Scheduled Monuments- Full Report
Summary Description of a Scheduled Monument
Newcastle Emlyn Castle
Summary Description and Reason for Designation
The following provides a general description of the Scheduled Ancient Monument.
The monument consists of the remains of a castle, dating to the medieval period. A castle is a defended residence or stronghold, built mainly of stone, in which the principal or sole defence comprises the walls and towers bounding the site. Some form of keep may have stood within the enclosure but these were not significant in defensive terms and served mainly to provide accommodation. Newcastle Emlyn Castle occupies a site within a hairpin bend of the Teifi. The remains consist of a twin-towered gateway measuring c. 7.6m high and partially reconstructed. There are the ruins of a corner-tower to its south. In front of this on the west side is a steep banked barbican which is now grass covered, but must contain stone foundations. To the west of this are a further bank and ditch 3m behind it. Within the gateway is an oval-shaped ward with banks c. 1.8m high all containing glimpses of masonry.

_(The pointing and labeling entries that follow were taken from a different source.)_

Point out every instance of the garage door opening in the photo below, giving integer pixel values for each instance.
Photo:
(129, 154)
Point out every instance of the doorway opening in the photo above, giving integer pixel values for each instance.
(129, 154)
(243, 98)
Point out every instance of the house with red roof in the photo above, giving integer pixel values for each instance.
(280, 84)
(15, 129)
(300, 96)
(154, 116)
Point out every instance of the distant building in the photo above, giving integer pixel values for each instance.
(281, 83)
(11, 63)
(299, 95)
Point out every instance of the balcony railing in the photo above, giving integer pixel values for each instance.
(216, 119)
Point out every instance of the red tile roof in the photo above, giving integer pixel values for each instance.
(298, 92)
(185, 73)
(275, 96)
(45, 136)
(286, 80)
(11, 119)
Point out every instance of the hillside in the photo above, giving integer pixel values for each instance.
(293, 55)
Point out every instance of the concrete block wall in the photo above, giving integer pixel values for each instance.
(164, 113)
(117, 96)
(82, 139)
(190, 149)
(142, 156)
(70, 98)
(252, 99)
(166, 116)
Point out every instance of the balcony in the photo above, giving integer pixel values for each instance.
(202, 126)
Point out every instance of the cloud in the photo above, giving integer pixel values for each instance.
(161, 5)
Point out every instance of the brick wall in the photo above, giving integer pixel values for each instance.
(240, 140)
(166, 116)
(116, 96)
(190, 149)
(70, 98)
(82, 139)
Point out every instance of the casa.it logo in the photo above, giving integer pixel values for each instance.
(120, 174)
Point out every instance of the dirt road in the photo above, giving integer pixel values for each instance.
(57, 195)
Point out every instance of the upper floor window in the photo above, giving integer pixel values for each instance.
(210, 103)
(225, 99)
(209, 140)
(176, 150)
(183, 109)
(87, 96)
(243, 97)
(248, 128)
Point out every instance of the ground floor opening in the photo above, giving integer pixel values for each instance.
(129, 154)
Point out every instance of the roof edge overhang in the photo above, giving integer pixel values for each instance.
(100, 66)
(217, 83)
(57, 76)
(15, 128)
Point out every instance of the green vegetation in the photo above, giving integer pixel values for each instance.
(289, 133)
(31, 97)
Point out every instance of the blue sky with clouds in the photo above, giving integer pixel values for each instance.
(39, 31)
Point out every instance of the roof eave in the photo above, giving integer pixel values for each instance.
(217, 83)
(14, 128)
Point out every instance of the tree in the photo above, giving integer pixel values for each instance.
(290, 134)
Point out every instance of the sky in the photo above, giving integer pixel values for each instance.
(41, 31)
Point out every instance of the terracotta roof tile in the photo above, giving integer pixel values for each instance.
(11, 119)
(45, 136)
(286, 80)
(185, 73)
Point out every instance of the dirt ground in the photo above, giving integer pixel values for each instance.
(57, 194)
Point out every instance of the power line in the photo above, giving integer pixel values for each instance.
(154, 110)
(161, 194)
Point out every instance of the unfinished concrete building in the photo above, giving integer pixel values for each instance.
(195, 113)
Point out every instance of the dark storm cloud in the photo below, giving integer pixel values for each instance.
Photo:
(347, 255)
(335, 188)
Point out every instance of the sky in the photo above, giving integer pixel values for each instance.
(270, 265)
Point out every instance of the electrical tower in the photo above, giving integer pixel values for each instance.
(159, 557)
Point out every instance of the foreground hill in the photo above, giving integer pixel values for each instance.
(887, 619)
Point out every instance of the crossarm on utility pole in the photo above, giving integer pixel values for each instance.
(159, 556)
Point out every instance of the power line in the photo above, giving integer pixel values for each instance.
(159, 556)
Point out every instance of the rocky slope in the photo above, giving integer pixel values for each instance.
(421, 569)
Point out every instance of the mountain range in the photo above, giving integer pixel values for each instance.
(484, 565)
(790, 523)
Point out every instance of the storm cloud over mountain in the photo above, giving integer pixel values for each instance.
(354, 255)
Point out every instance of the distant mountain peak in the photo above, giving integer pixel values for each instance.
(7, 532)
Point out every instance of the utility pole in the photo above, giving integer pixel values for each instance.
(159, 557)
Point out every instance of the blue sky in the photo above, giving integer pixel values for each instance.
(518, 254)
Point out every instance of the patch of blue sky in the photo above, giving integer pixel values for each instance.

The monument is of national importance for its potential to enhance our knowledge of medieval defensive practices. The monument is well-preserved and an important relic of the medieval landscape. It retains significant archaeological potential, with a strong probability of the presence of both structural evidence and intact associated deposits.
The scheduled area comprises the remains described and areas around them within which related evidence may be expected to survive.